Ella lo observaba, sabía de su inteligencia, de sus debilidades, pero sobre todo conocía el corazón inquieto de su hijo. Muchas veces nos quedamos en es dolor de madre y nos olvidamos de verdaderamente mirar a nuestros hijos. De darnos un tiempo con ellos, de conversar y mucho, de responderles con verdad y no solo con regaño.

3. Inteligencia y astucia

Santa Mónica era una mujer muy inteligente. Se preocupaba por su formación, incluso cuando en ese tiempo la formación de las mujeres no era valorada. Ella sabía de sus talentos y los cultivaba.

Cuenta la historia que la santa quiso ir a Roma con san Agustín, pero él se las ingenió para engañarla e irse antes que ella, pensando que no se atrevería a seguirlo. Muy astuta santa Mónica tomó el siguiente barco a Roma y en el viaje que hizo a Italia conoció a san Ambrosio, gran facilitador de la conversión de san Agustín.
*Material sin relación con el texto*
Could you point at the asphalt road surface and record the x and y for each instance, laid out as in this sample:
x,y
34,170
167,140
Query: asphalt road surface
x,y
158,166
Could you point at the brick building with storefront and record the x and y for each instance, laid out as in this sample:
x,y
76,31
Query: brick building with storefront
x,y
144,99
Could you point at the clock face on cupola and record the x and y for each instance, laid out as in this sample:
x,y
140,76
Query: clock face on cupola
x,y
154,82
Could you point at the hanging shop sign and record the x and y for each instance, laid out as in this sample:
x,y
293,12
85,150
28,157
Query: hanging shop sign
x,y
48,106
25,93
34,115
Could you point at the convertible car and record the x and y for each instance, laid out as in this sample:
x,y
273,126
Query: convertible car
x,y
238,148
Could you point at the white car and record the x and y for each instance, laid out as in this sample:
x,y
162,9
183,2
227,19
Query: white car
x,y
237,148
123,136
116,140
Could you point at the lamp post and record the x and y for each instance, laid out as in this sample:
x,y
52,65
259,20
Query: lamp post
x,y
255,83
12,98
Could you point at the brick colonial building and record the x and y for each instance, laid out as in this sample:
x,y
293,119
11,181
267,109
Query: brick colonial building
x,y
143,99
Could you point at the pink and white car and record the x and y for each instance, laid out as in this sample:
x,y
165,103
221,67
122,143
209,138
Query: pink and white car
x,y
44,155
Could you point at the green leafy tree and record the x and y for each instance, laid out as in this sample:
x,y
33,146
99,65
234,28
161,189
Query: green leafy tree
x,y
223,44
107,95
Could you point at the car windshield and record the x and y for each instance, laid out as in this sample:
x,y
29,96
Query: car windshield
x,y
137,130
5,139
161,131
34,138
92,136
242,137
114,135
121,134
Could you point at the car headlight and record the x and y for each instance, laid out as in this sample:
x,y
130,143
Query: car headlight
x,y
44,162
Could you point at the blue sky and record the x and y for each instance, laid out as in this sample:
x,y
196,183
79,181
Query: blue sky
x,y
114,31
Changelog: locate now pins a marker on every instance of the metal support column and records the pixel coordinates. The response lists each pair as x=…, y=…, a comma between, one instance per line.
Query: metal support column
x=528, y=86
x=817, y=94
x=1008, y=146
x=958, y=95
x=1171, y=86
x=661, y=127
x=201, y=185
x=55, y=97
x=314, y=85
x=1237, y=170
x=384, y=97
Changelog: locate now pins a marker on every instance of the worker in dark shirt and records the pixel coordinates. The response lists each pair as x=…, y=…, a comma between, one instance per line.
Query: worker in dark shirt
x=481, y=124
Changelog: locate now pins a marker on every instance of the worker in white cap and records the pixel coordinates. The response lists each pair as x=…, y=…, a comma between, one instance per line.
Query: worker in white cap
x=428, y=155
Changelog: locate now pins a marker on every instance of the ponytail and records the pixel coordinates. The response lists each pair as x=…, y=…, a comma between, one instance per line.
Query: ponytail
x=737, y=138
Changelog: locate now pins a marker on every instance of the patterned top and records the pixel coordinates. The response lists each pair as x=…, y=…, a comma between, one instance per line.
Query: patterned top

Quién sabe de las conversaciones que ambos tuvieron. Lo cierto es que santa Mónica se dejó la vida rezando por cada uno de los miembros de su familia, especialmente por los «más descarriados», su esposo y san Agustín.

4. Conciencia de la importancia de su rol como madre y esposa

Santa Mónica, era una mujer sumamente inteligente y fuerte. Nunca menospreció su labor como madre ni como esposa. Consagró su vida con devoción a formar una familia en Cristo.

Tomó muy enserio el rol que le tocaba como esposa y corresponsable de la santidad de su marido y como madre, encargada principal de los hijos que Dios le había encomendado.

Puede que hoy caigamos en la tentación de menospreciar nuestros roles de madre y de esposa, olvidando que son tan importantes para la salvación de las almas, en especial de la nuestra y de la de nuestros seres queridos. Tengamos presente que el destino final es el cielo.

Oración a santa Mónica

Si estás viviendo momentos duros con tus hijos, no decaigas, recurre a santa Mónica, pídele que interceda por ti y por aquellos hijos que han olvidado el camino a casa. Te dejamos una linda oración para pedir por ellos:

«A ti recurro por ayuda e instrucciones, santa Mónica, maravillosa ejemplo de firme oración por los niños. En tus amorosos brazos yo deposito mi hijo(a) (mencionar aquí los nombres), para que por medio de tu poderosa intercesión puedan alcanzar una genuina conversión a Cristo Nuestro Señor.

A ti también apelo, madre de las madres, para que pidas a nuestro Señor me conceda el mismo espíritu de oración incesante que a ti te concedió. Todo esto te lo pido por medio del mismo Cristo Nuestro Señor. Amén».